Bank Indonesia Delivers Surprise 25 bp Rate Hike Outside Scheduled Meeting to Defend the Rupiah

Bank Indonesia (BI) has raised interest rates outside its regular policy calendar for the first time in eight years, signaling a heightened push to steady a weakening rupiah. On June 9, the central bank lifted its benchmark 7-day reverse repo rate by 25 basis points to 5.50%. The move follows a 50 basis point increase on May 20, BI's first tightening since April 2024. Combined, the two hikes have taken the benchmark rate up 75 basis points in less than a month. Pressure on the rupiah has intensified as the currency hits fresh record lows against the US dollar. BI points to a familiar mix of drivers: rising geopolitical risk in the Middle East and broader global market volatility, which have accelerated capital outflows from Indonesia and kept the currency under sustained downward pressure. By pushing rates higher, policymakers aim to improve returns on rupiah-denominated assets and draw portfolio inflows back to the market. BI has also indicated it will complement rate hikes with direct foreign-exchange intervention, positioning the response as a two-track defense of the currency. Governor Perry Warjiyo projects the rupiah at 16,800–17,500 per USD in 2027. BI kept its 2026–2027 inflation target at 2.5% ± 1%, a range that renewed currency weakness could put at risk. Alongside the rate decision, the central bank adjusted its overnight deposit and lending facilities, a technical step that suggests BI is preparing operationally for the possibility of further tightening. The unscheduled nature of the June hike adds weight to the signal.

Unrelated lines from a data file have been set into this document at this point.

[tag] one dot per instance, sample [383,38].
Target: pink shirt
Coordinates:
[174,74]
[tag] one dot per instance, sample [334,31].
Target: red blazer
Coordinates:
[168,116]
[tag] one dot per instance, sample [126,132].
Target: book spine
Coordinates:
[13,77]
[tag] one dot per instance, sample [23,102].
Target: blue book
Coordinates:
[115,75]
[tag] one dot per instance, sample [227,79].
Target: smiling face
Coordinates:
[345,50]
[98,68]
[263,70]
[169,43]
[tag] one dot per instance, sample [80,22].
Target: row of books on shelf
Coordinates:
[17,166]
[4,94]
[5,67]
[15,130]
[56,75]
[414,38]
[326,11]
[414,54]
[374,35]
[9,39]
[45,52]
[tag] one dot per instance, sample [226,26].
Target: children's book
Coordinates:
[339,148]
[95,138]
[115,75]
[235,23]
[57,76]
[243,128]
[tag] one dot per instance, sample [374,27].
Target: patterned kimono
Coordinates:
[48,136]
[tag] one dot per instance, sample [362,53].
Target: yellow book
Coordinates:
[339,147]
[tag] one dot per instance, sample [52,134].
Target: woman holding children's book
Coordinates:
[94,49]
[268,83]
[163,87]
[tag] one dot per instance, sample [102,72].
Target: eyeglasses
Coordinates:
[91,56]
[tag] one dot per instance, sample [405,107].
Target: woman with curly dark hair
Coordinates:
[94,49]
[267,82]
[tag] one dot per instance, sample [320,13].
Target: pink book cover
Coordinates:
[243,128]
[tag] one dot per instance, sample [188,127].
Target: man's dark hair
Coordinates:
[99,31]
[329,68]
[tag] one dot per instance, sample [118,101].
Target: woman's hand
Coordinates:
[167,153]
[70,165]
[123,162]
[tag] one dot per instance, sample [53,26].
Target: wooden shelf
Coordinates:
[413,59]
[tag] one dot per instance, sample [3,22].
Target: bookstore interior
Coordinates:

BI's last off-cycle rate change was eight years ago, and the decision arrives just 20 days after an already sizeable 50 bp increase. The rapid follow-up implies the earlier move did not deliver sufficient stabilization on its own. For investors, higher rates can support the rupiah in the near term by attracting capital, but they also raise funding costs for households and companies, which can weigh on growth. Markets will also be watching the effectiveness of BI's FX interventions. If the rupiah continues to slide despite 75 bp of tightening in three weeks, BI could face a difficult trade-off between sharper hikes and tolerating further currency weakness—a dynamic often associated with broader emerging-market stress as global flows shift back toward US dollar safety.